Giving Compass' Take:

• David G. Victor calls for a greater focus on the impacts of climate change on the ocean, often overlooked in adaption efforts. 

• How can funders bring attention to the impacts of climate change on ocean ecosystems? 

• Learn how climate change threatens fisheries


For decades, most policy discussions about climate change have focused on cutting emissions. That approach has been understandable because it is emissions that cause climate warming as well as a buildup of carbon dioxide that leads to ocean acidification. Only deep cuts in emissions can stop and eventually reverse these effects. But the bad news in all this is that efforts to control emissions haven’t gone well. Emissions are higher today than ever before, and there is a growing gap between the real trajectory of emissions and what’s needed to stop warming ...

As emissions accumulate so does the need to focus on impacts. One pattern in the INDCs that is quite striking is that it is the advanced industrialized countries that, in their INDCs, pay the least attention to impacts — notably in the oceans. That’s because, we think, the industrialized countries continue to frame the climate change problem as one about controlling emissions. While they pay attention to managing climate impacts at home — what is often called adaptation — they see the coordination of emission controls as the central function of international cooperation.

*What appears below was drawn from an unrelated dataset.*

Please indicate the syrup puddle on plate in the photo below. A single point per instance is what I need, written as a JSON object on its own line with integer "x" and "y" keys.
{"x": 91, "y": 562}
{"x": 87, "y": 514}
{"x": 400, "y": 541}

The developing countries are quite different, and for good reason. For years it has been clear that these nations are systematically more vulnerable to big changes in climate, and for coastal countries, the substantial impacts to their ocean ecosystems that come from warming, acidification, and oxygen loss. Many consider that it is the responsibility of other nations that caused most emissions to clean up the mess; meanwhile, these governments on the front lines must get ready to adapt.